The Irish Republican Socialist Party (IRSP) has said it will continue to “force” flags into the Catholic Church after the coffin of one of its members was brought inside a church draped in the starry plough.
The grouping issued a statement following the funeral of their “comrade”, David Ward, in Dungiven parish church on Saturday.
Mr Ward’s coffin was brought inside the church while draped in both the Irish tricolour and the starry plough, a symbol associated with the paramilitary group the INLA.
The Catholic Church, who in the 1980s imposed an ongoing ban on the use of flags and any paramilitary trappings at funerals, said the coffin was covered with a “white pall” for the funeral liturgy.
The IRSP, however, said in a statement on Monday night: “The flags of the republic will drape our members coffins when and where we see fit.”
The IRSP said it forced the flags into the church on Saturday. Their statement read: “The Catholic hierarchy refused to engage with the family in its time of need. Facing up to this arrogance, activist Ward’s family and comrades made sure his final wishes were adhered to. His coffin was draped with the flags of the republic within the church.”

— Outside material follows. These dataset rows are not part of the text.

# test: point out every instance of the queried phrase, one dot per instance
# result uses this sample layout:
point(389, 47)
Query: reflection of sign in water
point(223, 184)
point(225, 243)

The statement added: “Never again will the Irish Republican Socialist Movement be told what to do by a corrupt Catholic institution responsible for so much suffering on this Island.
“The flags of the republic will drape our members coffins when and where we see fit.”
East Londonderry SDLP MLA John Dallat described the statement as “abhorrent”
He said: “The sanctity of the Catholic Church should be respected. The language from the IRSP says it all.
“The language is so abhorrent that there is a temptation to ignore it because it is so out of touch but I do think that the priests and the congregation of Dungiven don’t need that kind of aggro. It is unfortunate that at this man’s passing they didn’t have more grace with the language that they used.”
He continued: “When people are members of the church through choice, they should respect the rules of the church, which were made for very good reasons. It’s unfortunate that at this time that not only has that not been respected, the language that’s been used has been very hurtful to members of the church.”
DUP MP Gregory Campbell said it was up to the Catholic Church to ensure its rules on flags and paramilitary emblems are followed.
“That statement is putting a marker down,” he said. “It would appear that they are putting it up to the Catholic Church, that in their words they have forcibly ensured that one of their members gets a funeral that they decide they want to have, irrespective of the wishes of the church and the institution into which he’s being buried.”
He added: “Whether it is the Catholic Church or any other institution, they shouldn’t allow themselves to be forced into doing something which is contrary to what they stand for.”
Dungiven Parish Priest Fr Seamus Kelly declined to give any comment when the News Letter contacted the parish office yesterday morning.
A spokesperson for the Catholic Church said: “By prior agreement with the family of the deceased, a large white pall (which is a large white cloth symbolising baptism) was placed over to completely cover the coffin. The two flags, which had been placed on it by the family, were completely covered by the pall throughout the funeral liturgy.”